Soft sentences anger the law-abiding

Too often, court decisions are seen as soft or pointless. PHOTO | FILE

What you need to know:

  • John Brown, a pub doorman, was disqualified from that type of work after he assaulted a customer, for which he received a suspended prison sentence. Within weeks, he was working on the door of the pub next door.
  • The judge also ordered that Aviv take anger-management classes and a course of mental health counselling. But when reporters spoke to him, he refused to say he was sorry.

Judging by letters in the newspapers and conversations in the bars, there is one aspect of life here that really aggravates people – the sentencing of criminals. Too often, court decisions are seen as soft or pointless.

For instance, Grant Edwards, 28, a drug addict, pleaded guilty to stealing £200 (Sh29,000) from his old grandmother. He had 92 previous convictions including a jail term only last year for stealing his grandfather’s wedding ring. For the new offence, he got eight months’ jail, but he is entitled to four months’ remission and, since he has been in custody for four months, he will be freed almost immediately.

Another example: John Brown, a pub doorman, was disqualified from that type of work after he assaulted a customer, for which he received a suspended prison sentence. Within weeks, he was working on the door of the pub next door.

“This was a flagrant breach of the disqualification order,” the judge said. But all he did was impose another suspended sentence, with fines, costs and an order to do some unpaid public work.

The authorities argue that rehabilitation is the number one aim and jails are full to overflowing anyway, so the courts have few alternatives.

Perhaps they could check out America’s judges, who seem able to pass sentences which hurt the crook, delight the public and do not fill the prisons.

Edmond Aviv, 62, was a horrible man. He called his neighbour, Sandra Prugh, “Monkey Mama,” when she went by with her adopted African-American children, some of whom were disabled, and he smeared dog dirt on their wheelchair ramp.

He spat and swore at them, trained spotlights on their windows at night and used a fan to blow kerosene fumes at their house.

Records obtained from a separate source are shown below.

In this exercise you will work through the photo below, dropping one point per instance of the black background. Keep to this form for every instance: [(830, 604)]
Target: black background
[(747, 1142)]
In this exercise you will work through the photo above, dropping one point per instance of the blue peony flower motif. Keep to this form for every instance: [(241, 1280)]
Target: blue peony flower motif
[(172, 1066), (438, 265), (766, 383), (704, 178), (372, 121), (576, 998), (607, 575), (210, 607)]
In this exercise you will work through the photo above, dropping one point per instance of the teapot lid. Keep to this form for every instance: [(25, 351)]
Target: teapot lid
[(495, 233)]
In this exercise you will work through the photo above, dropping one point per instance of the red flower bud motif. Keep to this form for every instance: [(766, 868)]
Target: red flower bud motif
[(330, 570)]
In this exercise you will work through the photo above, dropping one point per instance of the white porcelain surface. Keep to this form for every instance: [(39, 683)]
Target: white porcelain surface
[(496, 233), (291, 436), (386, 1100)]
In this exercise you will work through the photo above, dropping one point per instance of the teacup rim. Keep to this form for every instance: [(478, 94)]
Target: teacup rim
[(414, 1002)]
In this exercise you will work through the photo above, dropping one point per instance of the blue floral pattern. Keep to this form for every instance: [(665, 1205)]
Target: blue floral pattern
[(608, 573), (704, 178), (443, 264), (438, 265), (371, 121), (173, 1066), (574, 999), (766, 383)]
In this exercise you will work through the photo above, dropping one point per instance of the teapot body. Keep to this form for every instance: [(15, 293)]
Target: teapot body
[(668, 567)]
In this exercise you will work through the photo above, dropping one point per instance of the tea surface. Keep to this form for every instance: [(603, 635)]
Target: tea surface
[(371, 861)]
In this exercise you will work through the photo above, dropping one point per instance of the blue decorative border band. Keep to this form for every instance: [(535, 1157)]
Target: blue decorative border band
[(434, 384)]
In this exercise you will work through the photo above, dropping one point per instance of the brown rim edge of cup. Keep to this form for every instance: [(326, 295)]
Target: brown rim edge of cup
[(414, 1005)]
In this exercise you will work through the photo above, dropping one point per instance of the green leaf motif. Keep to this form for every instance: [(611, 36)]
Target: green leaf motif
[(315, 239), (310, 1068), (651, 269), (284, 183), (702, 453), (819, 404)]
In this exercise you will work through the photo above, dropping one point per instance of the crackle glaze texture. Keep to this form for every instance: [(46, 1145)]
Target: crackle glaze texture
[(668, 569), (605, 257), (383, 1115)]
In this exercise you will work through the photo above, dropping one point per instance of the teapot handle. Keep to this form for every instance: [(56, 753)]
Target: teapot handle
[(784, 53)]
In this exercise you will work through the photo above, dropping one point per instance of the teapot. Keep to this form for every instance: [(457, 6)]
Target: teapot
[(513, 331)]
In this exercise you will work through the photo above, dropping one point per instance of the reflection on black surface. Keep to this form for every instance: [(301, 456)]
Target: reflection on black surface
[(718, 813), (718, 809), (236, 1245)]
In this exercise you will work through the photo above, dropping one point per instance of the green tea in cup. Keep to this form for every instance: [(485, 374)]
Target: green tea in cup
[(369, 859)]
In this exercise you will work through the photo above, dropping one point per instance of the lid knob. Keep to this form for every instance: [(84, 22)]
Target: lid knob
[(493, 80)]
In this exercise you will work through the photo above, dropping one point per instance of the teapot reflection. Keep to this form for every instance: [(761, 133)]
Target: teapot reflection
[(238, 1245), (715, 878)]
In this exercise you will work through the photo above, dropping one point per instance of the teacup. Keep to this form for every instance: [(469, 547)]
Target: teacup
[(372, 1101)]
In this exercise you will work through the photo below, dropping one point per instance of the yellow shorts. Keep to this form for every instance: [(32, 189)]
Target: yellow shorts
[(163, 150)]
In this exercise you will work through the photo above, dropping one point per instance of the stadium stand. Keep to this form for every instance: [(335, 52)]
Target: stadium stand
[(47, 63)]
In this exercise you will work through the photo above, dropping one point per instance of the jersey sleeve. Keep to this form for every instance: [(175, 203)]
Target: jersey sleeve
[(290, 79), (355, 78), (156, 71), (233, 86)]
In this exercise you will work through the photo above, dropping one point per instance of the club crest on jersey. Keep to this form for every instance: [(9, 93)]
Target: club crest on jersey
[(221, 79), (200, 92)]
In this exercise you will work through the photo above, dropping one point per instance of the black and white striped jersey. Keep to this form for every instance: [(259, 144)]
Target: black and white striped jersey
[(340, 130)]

This went on for 15 years until he was arrested for disorderly conduct.

A BUSY ROAD

A black lady judge, Gayle Williams-Byers, heard the case against him. She ordered that Aviv spend a day beside a busy road holding a sign saying, “I am a bully. I pick on disabled children. I am intolerant of those different from myself.”

Wearing a hat and dark sunglasses, Aviv sat slumped in a green plastic chair holding the cardboard sign by a busy intersection in Cleveland, Ohio, as a stream of cars passed, jeering and honking their horns. A probation officer stood by to check that Aviv completed his punishment.

The judge also ordered that Aviv take anger-management classes and a course of mental health counselling. But when reporters spoke to him, he refused to say he was sorry.

* * *

The accepted way of checking for prostate cancer in men is to screen blood in what is known as a Prostate Specific Antigen (PSA) test.

If the protein reading is dangerously high, the next step is usually a biopsy, which can involve inserting 12 needles in the prostate gland and can cause infections or over-diagnosis of tumours.

A doctor may then recommend surgery, with its attendant risks, when it is unnecessary because prostate cancer can be slow-growing.

The good news is that advances in medical technology may have alleviated some of these concerns. Dr Robert Bard of New York says a combination of 3D Doppler sound and Magnetic Resonance Imaging can now replace painful biopsies. It shows the cancer in such detail as to make clear if it is dangerously aggressive or simply needs watching.

The test takes only minutes, is completely painless and 95 per cent accurate. No harm came to me through the biopsy when I went this route, but if I had been asked to choose between 12 needles in the prostate and an ultrasound test, I know which option I would have taken.

* * *

Grandpa had lived all his life in the rural areas. So when he visited the city for the first time and saw a lift in operation in a large office building, he was astonished. At one point, an old lady, bent and wrinkled, entered the lift and the doors closed behind her.

A few moments later, a bell tinkled, the lift doors opened and out stepped a beautiful young woman. Excited as never before, grandpa rushed away. “Where are you going?” everybody asked. “I’m going back to the village to bring grandma,” he said.

* * *

Another visitor to the big city was an Eskimo, who spotted a sheet of ice and decided to go fishing in the traditional way. Making a circular cut in the ice, he was startled when a voice from above boomed, “There are no fish under the ice.” Moving further down, the Eskimo tried again. “There are no fish under the ice,” the voice boomed once more.

When this happened a third time, the Eskimo looked up and asked, “Is that you, Lord?”

“No,” the voice replied, “this is the manager of the ice hockey rink.”